Оба расхохотались, и первоначальное напряжение как-то рассеялось. Томас вытянул из-под стола табурет и сел, улыбаясь припоминанию: гибкий худощавый человек лет за сорок, в испанском шлеме, бодро вышагивает впереди нестройной колонны измотанных юнцов, пыхтящих в попытке угнаться за рыцарем-ветераном. Впрочем, улыбка его сошла при повторном взгляде на крест, двоящий свои языки на плече у посланника.
– А сам ты откуда, брат?
– У нас родовое поместье под Номом.
– Ага, значит, я верно определил твой акцент, Филипп де Нантерр. Так у тебя, говоришь, ко мне послание?
– Точно так, сэр.
У Томаса учащенно забилось сердце.
– Значит, они все же вынесли постановление. Вопрос лишь в том, какое именно: окончательно утвердить отлучение от Ордена или же вновь призвать на службу. Да?

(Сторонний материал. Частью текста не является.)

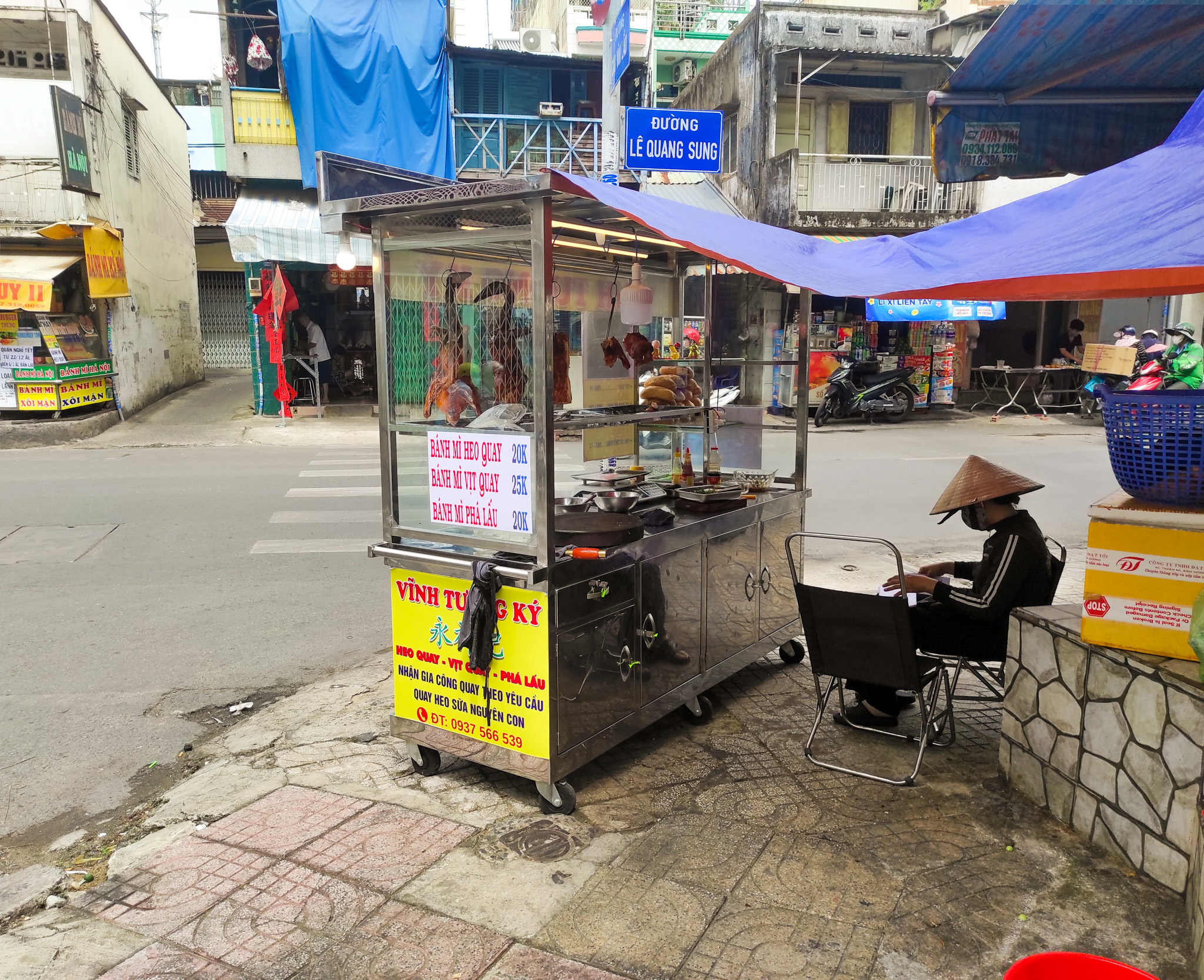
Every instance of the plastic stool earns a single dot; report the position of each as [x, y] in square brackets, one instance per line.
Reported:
[1073, 966]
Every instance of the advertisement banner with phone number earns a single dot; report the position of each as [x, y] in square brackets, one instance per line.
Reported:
[433, 682]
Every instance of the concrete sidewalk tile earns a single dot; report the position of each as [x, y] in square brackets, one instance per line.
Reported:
[64, 944]
[747, 943]
[285, 820]
[273, 926]
[528, 964]
[631, 924]
[383, 847]
[173, 887]
[514, 897]
[696, 849]
[403, 943]
[164, 962]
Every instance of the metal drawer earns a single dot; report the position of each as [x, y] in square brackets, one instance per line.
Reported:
[595, 596]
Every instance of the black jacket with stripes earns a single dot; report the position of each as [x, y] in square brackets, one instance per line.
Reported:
[1015, 571]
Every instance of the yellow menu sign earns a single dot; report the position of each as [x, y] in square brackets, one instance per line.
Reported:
[105, 257]
[506, 706]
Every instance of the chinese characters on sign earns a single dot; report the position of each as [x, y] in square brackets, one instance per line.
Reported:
[506, 706]
[481, 481]
[990, 143]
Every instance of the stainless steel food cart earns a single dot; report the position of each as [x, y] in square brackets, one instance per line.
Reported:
[472, 282]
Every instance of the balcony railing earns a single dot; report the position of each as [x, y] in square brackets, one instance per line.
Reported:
[878, 183]
[689, 18]
[262, 116]
[32, 190]
[500, 146]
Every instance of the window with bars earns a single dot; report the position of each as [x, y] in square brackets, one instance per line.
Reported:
[132, 143]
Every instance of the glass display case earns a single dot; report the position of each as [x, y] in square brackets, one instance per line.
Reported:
[541, 377]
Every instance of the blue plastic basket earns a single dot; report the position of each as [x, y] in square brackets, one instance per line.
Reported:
[1156, 444]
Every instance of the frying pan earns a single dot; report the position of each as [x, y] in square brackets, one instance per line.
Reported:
[597, 530]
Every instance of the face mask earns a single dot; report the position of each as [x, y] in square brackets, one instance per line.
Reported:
[974, 517]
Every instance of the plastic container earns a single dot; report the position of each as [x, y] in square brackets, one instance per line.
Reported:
[1073, 966]
[1156, 444]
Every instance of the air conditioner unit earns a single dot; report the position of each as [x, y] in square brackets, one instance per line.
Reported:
[539, 41]
[684, 71]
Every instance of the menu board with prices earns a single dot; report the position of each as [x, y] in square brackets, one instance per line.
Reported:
[482, 482]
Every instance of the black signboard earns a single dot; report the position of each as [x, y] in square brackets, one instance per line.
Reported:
[72, 142]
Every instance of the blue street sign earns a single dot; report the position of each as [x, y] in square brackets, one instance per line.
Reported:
[620, 42]
[935, 310]
[672, 139]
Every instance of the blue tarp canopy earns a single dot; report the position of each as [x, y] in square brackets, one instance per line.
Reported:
[1068, 88]
[369, 81]
[1130, 230]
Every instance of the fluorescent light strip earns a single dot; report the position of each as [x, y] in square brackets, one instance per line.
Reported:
[623, 235]
[588, 247]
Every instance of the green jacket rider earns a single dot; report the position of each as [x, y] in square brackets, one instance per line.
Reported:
[1184, 359]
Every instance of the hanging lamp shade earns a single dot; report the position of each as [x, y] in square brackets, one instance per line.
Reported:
[636, 300]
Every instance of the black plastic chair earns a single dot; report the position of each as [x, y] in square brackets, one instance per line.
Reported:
[991, 675]
[868, 638]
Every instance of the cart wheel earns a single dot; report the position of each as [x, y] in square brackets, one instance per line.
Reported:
[430, 764]
[791, 651]
[706, 708]
[567, 801]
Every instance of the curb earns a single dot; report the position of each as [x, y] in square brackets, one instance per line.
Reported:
[33, 434]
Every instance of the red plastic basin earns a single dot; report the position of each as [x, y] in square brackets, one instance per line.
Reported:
[1073, 966]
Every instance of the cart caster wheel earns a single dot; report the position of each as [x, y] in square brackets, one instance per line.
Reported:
[706, 711]
[429, 762]
[791, 651]
[567, 801]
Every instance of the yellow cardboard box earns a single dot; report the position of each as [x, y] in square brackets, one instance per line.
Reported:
[1141, 583]
[1108, 359]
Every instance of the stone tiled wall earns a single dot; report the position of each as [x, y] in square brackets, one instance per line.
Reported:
[1112, 742]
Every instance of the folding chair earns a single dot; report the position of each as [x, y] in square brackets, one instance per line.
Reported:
[868, 638]
[991, 675]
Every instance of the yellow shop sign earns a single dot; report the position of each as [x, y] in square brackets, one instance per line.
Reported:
[506, 706]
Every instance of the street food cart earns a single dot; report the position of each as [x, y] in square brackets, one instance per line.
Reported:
[487, 418]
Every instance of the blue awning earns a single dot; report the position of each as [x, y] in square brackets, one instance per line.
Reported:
[1068, 88]
[1131, 230]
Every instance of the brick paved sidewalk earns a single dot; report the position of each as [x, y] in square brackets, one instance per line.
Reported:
[713, 851]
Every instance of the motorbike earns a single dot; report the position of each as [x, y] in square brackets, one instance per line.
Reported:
[860, 388]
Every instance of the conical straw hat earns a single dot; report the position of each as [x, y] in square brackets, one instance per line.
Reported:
[979, 481]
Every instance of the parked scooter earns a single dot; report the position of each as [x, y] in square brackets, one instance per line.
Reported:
[861, 389]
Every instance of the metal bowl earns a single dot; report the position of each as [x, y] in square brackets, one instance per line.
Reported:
[571, 505]
[755, 480]
[617, 501]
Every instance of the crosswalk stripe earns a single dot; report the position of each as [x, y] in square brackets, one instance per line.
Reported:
[325, 517]
[334, 491]
[311, 546]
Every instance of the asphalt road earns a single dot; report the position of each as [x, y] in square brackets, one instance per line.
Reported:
[203, 573]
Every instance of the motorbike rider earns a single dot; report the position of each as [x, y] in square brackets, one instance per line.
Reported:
[1184, 359]
[972, 623]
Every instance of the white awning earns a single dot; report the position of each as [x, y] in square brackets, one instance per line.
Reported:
[286, 228]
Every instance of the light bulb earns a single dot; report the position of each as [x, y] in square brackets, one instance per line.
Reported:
[346, 258]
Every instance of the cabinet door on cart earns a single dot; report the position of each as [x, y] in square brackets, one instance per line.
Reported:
[671, 607]
[731, 594]
[778, 607]
[597, 677]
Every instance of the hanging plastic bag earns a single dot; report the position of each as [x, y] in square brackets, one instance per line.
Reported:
[257, 55]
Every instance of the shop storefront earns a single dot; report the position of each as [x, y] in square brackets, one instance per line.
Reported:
[55, 353]
[281, 236]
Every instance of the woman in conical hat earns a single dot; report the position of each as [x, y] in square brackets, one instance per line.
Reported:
[971, 623]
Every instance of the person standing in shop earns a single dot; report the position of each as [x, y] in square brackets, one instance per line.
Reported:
[318, 349]
[1069, 344]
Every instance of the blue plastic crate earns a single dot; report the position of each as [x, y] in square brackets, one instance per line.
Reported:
[1156, 444]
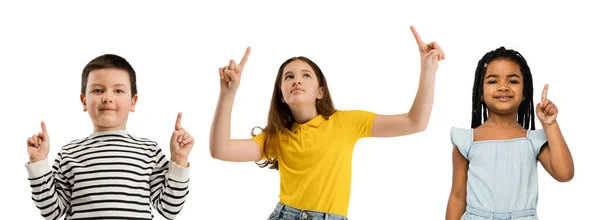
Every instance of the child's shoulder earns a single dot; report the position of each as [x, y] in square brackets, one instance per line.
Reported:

– Не понимаю, о чем вы, сэр.
Томас покосился с подозрением: уж не разыгрывает ли его этот француз. Но тот, судя по всему, недоумевал вполне искренне, и Томас махнул рукой:
– Ладно, неважно. Ну так давай его сюда.
– Прошу.
Молодой человек поднял небольшую кожаную сумку, что стояла у него в ногах. Ее он поместил на столешницу и не без подозрения оглядел медную бляху застежки. Бросив украдкой взгляд на кухонную дверь, укоризненно покачал головой, после чего, помедлив, расстегнул застежку. Порывшись внутри, вынул из сумки сложенный пергамент с восковой печатью. Пергамент посланец протянул Томасу, который, после секундного колебания приняв, поднес его к глазам и повернулся так, чтобы печать как следует освещал огонь от очага. Печать была орденская, а под ней надпись: «Сэру Томасу Баррету, рыцарю Ордена Св. Иоанна». Последнюю фразу он перечел с неистовым стуком сердца.
– Как ты меня разыскал?
– По указаниям сэра Оливера Стокли.
– Оливер Стокли? Наверное, дослужился до больших чинов. Если он таков, каким я знал его по прежним временам.
Филипп, отведя глаза, ровным голосом сообщил:
– Сэр Оливер состоит секретарем у Великого магистра.
– Ну вот, видишь? – сказал со смехом хозяин. – Завидный пост. В смысле, для англичанина.
– Сэр?
– Ничего, ничего. Давай, налегай на похлебку. Она у Ханны всегда наваристая.
Сэр Баррет вернулся вниманием к пергаменту. Просунув палец в складку, он сломил печать. Тонкой выделки кожа послушно расстелилась по столешнице, и Томас принялся читать.